23 марта 2013 г. в 23:34
Слева от себя Семен заметил Купитмана, поприветствовал его кивком и готов был забыть об этом незначительном эпизоде, но что-то в глазах главного венеролога заставило его замедлить шаг. Интерн обернулся и увидел внимательный взгляд, очень сильно похожий на тот, которым Быков смотрел на него в самый первый день пробуждения. И это совсем не те наигранно-заботливые взоры, которые ловит на себе везунчик, выживший под колесами автомобиля - выживший, ну и ладно.
Семен остановился, в злобе сжал кулаки и прикусил губу: "Твою ж мать!.." Он вытер ладонью внезапно вспотевшее лицо. Его хрупкий, стеклянный замок спокойствия, выстроенный на фундаменте полной секретности, рассыпался на сотни режущих осколков. Тот самый телефонный разговор, подслушанный им и приведший в результате к потасовке с весьма неожиданными последствиями, как-то вылетел у него из головы. Сема повернулся к Купитману, краем сознания надеясь, что тот уже ушел. Иван Натанович стоял там же, глядя на него теперь уже по-отцовски спокойно. Он медленно, словно уставший, снял очки и движением головы указал на процедурную, после чего, не дожидаясь более ни секунды, зашел в нее сам. Лобанов огляделся по сторонам, вновь убедился в полном безразличии окружающих и последовал за ним.
Кабинет был пуст и сумеречен, по крайней мере, та его часть, которая отмежевывалась стеной от части основной, где располагалось окно. Контейнеры, для хранения стерильных шприцов и других медицинских инструментов тускло поблескивали, ловя стальными боками жидкие лучи. Стол, стул, кушетка. Мрачно и уныло. Идеальное место для сведения счетов с жизнью. Семен подумал, что именно в таком месте он хотел бы залезть в петлю. Надо будет запомнить идею, если что.
- Да, я понимаю, место не самое удачное для разговора, - начал Купитман.
- Вы просто в корень зрите, Иван Натанович.
- Ну, что есть, то есть. Ты, собственно, как, Семен? Как самочувствие?
- Вы о чем, не понимаю?
- Не прикидывайся идиотом, все ты понимаешь.

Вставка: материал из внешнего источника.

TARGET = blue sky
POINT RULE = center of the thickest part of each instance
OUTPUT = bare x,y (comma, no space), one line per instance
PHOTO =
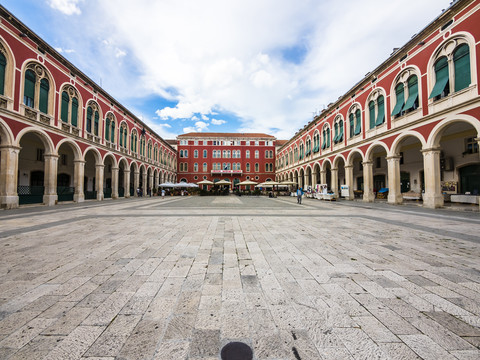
226,66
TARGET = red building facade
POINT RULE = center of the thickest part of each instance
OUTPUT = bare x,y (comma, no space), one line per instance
411,127
231,156
62,137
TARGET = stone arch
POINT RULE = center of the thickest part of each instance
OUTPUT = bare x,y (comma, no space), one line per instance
351,156
47,142
77,152
40,71
369,153
436,133
9,70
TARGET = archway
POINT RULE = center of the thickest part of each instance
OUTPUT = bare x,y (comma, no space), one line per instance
67,176
32,168
452,164
92,168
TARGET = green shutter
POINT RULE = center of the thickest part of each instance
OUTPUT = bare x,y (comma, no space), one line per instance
461,61
399,92
107,129
74,112
412,93
64,107
381,111
371,108
89,119
358,124
3,66
29,88
44,88
441,76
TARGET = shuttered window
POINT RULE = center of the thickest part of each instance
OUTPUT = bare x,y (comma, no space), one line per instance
107,129
64,107
44,89
74,112
461,62
371,109
441,87
400,97
412,101
3,66
358,124
97,121
381,111
29,88
352,124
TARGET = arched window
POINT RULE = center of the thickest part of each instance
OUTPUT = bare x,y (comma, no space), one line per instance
3,68
461,61
29,88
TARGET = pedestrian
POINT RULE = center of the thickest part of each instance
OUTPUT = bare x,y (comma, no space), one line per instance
299,195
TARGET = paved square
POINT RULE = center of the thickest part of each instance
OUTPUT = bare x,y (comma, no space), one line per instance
180,278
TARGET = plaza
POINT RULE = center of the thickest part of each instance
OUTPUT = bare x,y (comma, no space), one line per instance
181,277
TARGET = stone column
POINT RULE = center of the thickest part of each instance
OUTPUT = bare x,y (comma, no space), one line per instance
432,198
78,182
99,170
323,177
151,184
8,176
114,182
394,189
126,182
136,182
334,180
349,181
368,195
50,196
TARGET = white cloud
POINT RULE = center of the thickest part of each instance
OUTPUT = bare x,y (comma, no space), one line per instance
218,122
68,7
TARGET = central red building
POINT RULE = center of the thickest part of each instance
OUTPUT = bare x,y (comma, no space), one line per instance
231,156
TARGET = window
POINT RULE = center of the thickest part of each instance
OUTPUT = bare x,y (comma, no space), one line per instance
316,143
3,66
36,83
471,145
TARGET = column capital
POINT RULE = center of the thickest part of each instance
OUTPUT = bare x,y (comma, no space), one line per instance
12,147
432,149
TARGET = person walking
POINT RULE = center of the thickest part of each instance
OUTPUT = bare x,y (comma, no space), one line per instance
299,195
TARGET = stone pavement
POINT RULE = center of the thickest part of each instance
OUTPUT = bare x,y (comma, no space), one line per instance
180,278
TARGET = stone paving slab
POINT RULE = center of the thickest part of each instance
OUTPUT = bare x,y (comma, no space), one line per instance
181,277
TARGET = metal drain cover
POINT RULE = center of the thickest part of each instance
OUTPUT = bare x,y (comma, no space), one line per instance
236,351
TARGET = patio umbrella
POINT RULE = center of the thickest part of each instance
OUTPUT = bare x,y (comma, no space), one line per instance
247,182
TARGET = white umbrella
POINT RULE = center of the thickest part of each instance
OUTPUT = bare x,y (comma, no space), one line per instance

- А, вы об этом! Что сказать? Немного болят бока, а так, вроде, все в норме. Я даже больше скажу: как вспомню, что помял этому гаду бампер, так вообще здоровым себя ощущаю!

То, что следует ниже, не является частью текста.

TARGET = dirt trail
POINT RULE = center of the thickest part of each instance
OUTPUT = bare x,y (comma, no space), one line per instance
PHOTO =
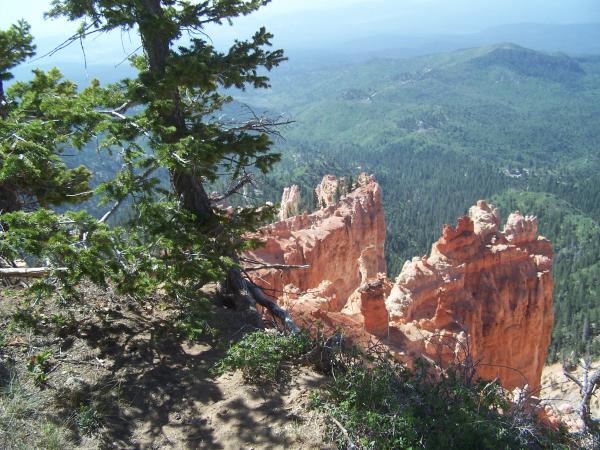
154,389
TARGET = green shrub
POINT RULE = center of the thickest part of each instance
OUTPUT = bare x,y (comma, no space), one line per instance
38,366
386,407
263,355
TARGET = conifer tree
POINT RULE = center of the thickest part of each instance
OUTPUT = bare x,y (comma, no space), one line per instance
37,119
166,120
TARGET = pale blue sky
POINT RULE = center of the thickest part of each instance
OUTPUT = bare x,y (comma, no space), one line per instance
320,23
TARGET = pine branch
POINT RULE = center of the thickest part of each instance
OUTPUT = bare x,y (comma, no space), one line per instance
29,272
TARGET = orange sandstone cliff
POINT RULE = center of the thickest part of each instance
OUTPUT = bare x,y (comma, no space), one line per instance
482,291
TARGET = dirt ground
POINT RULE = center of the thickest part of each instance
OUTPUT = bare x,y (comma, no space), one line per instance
147,387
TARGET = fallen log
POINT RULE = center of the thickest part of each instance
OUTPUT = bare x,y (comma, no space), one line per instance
260,298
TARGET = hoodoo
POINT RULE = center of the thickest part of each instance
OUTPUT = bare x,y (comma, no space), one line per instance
482,291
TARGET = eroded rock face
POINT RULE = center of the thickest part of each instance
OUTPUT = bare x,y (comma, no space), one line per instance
343,244
481,290
493,286
290,202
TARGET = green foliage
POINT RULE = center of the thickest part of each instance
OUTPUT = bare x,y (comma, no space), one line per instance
23,424
263,356
15,47
386,407
575,237
443,131
42,116
38,366
88,419
163,123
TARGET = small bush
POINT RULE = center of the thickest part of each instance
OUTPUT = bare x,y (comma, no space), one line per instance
38,366
263,355
383,406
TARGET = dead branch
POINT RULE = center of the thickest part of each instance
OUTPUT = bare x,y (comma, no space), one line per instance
246,179
29,272
258,295
276,266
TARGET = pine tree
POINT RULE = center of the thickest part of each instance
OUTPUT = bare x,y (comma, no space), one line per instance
166,119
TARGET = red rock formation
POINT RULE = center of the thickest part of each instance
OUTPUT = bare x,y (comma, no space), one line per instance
343,244
494,287
481,289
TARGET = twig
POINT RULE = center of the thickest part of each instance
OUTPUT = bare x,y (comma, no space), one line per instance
29,272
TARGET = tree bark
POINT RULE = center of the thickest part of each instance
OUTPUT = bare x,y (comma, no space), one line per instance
187,185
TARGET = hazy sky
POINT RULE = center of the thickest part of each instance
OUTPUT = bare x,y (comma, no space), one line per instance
319,23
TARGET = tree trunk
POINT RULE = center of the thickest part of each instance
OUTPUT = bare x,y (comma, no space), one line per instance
187,185
3,103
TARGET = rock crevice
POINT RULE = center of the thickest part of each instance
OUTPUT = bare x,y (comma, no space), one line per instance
480,288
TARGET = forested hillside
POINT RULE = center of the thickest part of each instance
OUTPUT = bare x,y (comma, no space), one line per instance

- Ситуация ясна... Значит так, я уже договорился с Николаем Генадьевичем - тот, который Стежинский, пойдешь сделаешь энцефалограмму, когда освободишься с больным. Потом идешь в пункт сбора крови и сдаешь анализы на ВИЧ. Об анонимности не беспокойся. Ты же знаешь, что...
- Нет, это вы, видимо, чего-то не знаете, Иван Натанович, - нарочито подчеркнуто произнес имя венеролога Семен, - от столкновения с автомобилем ВИЧ не передается.
- Да, разумеется, - Купитман повесил очки на ворот халата и сложил руки на груди, - он передается половым путем, в частности во время незащищенного, незапланированного полового акта, - последние три слова он поставил под ударение.
- Ну, понятно, эту замечательную возможность поучить меня уму-разуму вы не упустите, да? Можете теперь и ноги об меня вытереть, чего уж там... И с каких это пор вы контролируете мои незапланированные акты?
- С тех самых, как ты не контролируешь свое потребление алкоголя.
- Кто бы говорил!
- Я сделаю вид, что не услышал этого.
- Так сделайте вид, что не услышали и всего остального! Чертов Быков, как же я тебя ненавижу! Сволочь, трепло! - все же, обида за то, что случай у прокурора обсуждался еще с кем-то, очень задел Семена. Он вдруг понял, что упустил это из виду. Всыпал Андрею Евгеньевичу за его хитроумные махинации, но забыл "поблагодарить" за длинный язык. Лобанов начал метаться из стороны в сторону, издавая лишь обрывки слов, которым не суждено было срастись в полноценные фразы. - Ну что за человек?! Тварь! - процедил он сквозь зубы и одним махом сгреб с полки те самые контейнеры, устроив феерический шум и грохот. - Почему бы вам просто не изобразить временную амнезию, а, доктор?!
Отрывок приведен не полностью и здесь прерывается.